Despite being more than three miles away, Townsend CofE school in St Albans felt the full force of the blast. Ceilings fell, walls cracked, roofs caved in, three of the four boilers exploded and entire blocks were wiped out.
The school was closed while structural engineers investigated. Andrew Wellbeloved, headteacher, said: "Every time we had high winds, we had to move out of the canteen in case the ceiling crashed down on us."
The school, which is voluntary aided, is not fully covered by insurance and has so far had to pay out more than pound;75,000 for repairs from its maintenance budget. The insurance company is liable for only 10 per cent of the damage.
The school hopes to get back the money from oil companies but that could take years and it will be spending at least another pound;70,000 on repairs over the next year.
Mr Wellbeloved said: "It's been a nightmare. We had no boilers and had to bring in 30 heaters. Even now, we only have one and if that breaks down, the school has to close. We have had pupils sitting exams in their coats.
We intended to improve our ITC suite, provide new lockers and resurface the playgrounds, so it has had a big knock-on effect. I've tried hard not to let it affect the children's education but it has been hard."

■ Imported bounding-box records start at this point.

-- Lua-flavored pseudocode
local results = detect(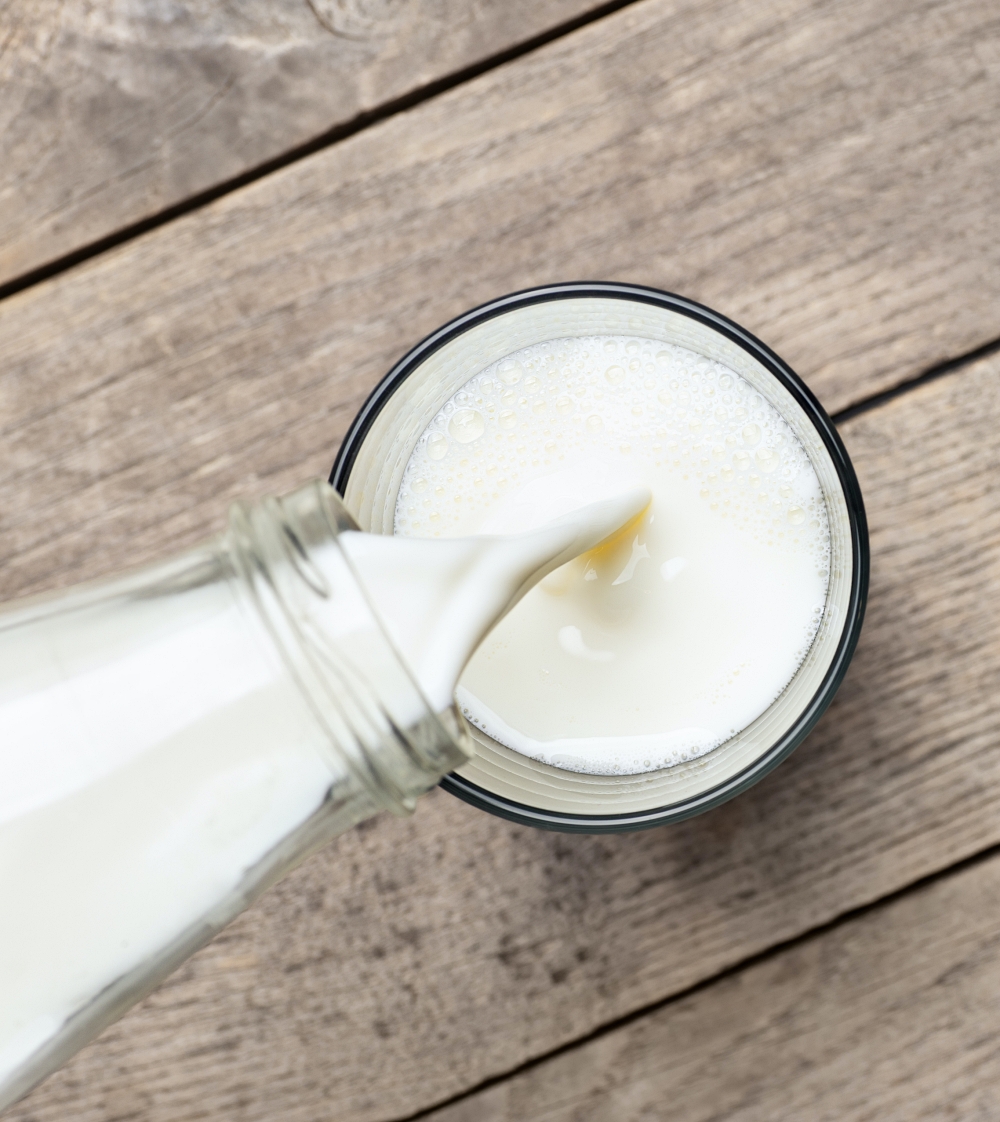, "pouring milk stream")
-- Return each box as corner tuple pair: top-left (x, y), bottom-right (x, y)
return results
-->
(0, 485), (650, 1107)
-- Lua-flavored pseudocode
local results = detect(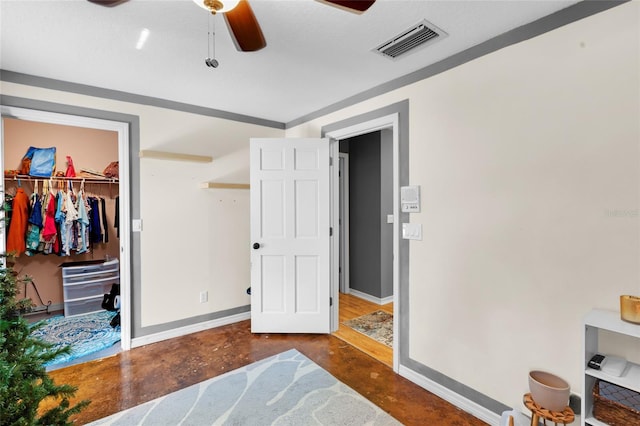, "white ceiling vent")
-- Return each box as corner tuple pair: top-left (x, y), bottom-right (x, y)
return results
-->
(374, 20), (447, 59)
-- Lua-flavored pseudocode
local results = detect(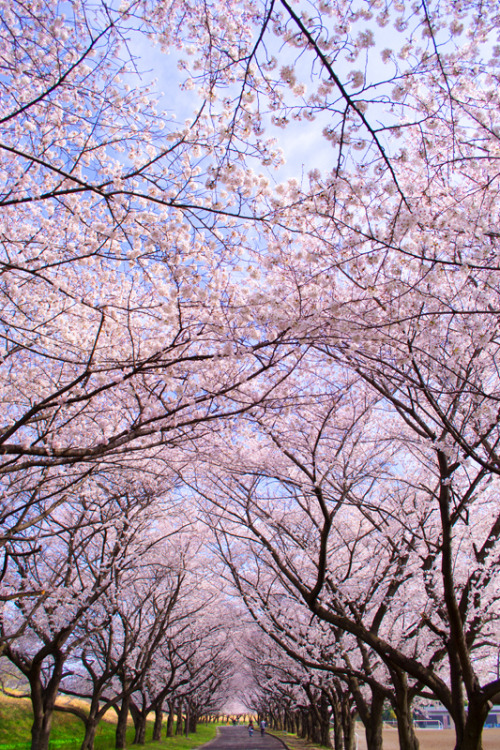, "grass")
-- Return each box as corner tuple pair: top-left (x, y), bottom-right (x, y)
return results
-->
(0, 693), (216, 750)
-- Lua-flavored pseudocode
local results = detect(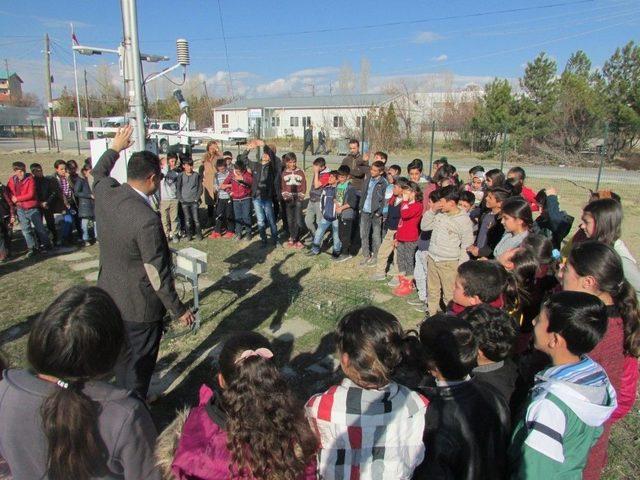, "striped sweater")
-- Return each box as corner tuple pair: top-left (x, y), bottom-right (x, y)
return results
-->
(306, 379), (428, 480)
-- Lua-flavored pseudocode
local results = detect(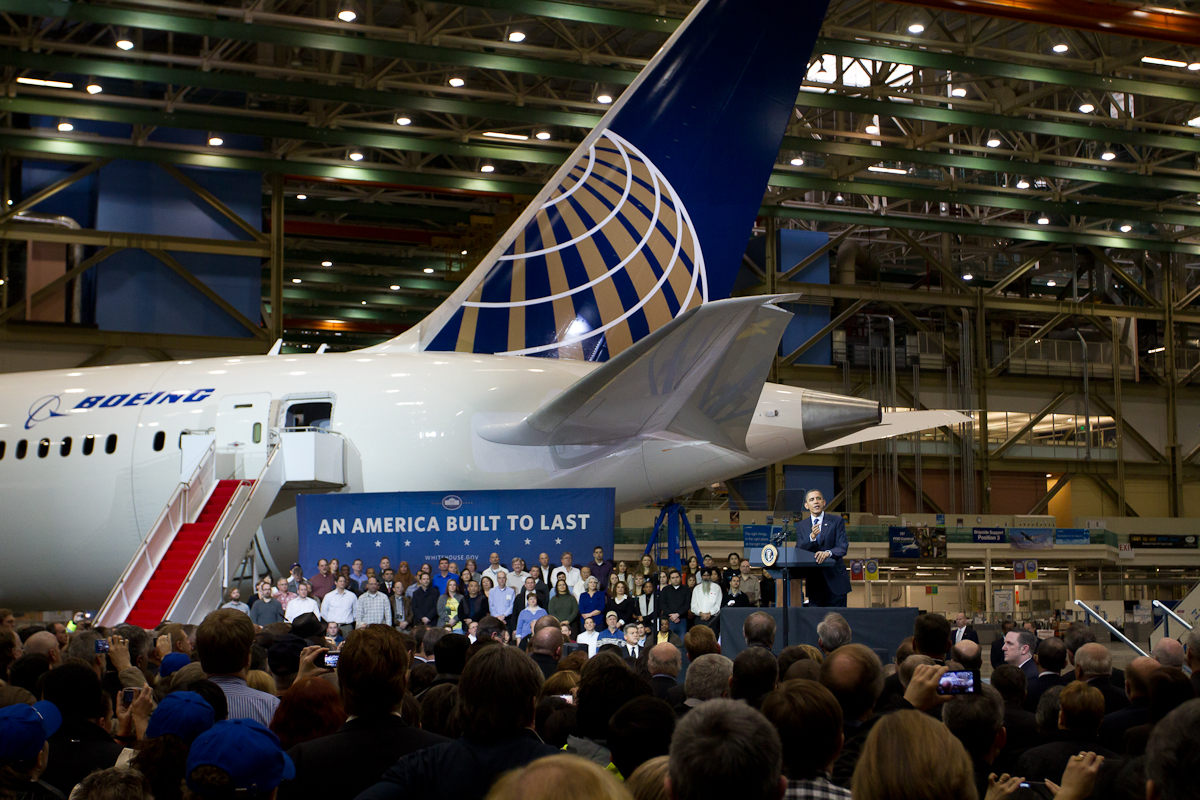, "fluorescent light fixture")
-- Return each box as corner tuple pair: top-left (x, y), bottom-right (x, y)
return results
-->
(17, 78), (74, 89)
(1141, 55), (1188, 70)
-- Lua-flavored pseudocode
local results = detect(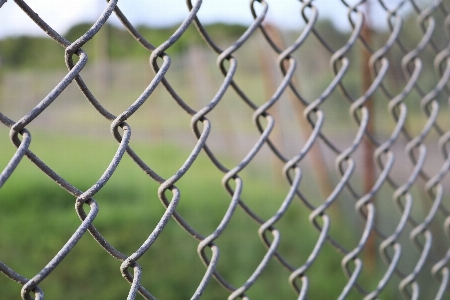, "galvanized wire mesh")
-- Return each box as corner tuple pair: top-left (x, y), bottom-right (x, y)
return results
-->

Levestock Green primary, the nearest school to the oil depot, had windows and door frames blown out. Carpets and school books were covered in glass and a corridor had to be rebuilt.
But unlike Townsend, Levestock Green is voluntary-controlled and the local education authority is liable for all repairs. Alan Phair, headteacher, said: "Compared to Townsend, we have been lucky."
Although much of the cosmetic work has been repaired, some children are still receiving counselling for the trauma they suffered. Mr Phair said:
"Many of the children really suffered and still have nightmares.
"The effects of the explosion have been extreme and it has been a tough time for education in this area for all involved."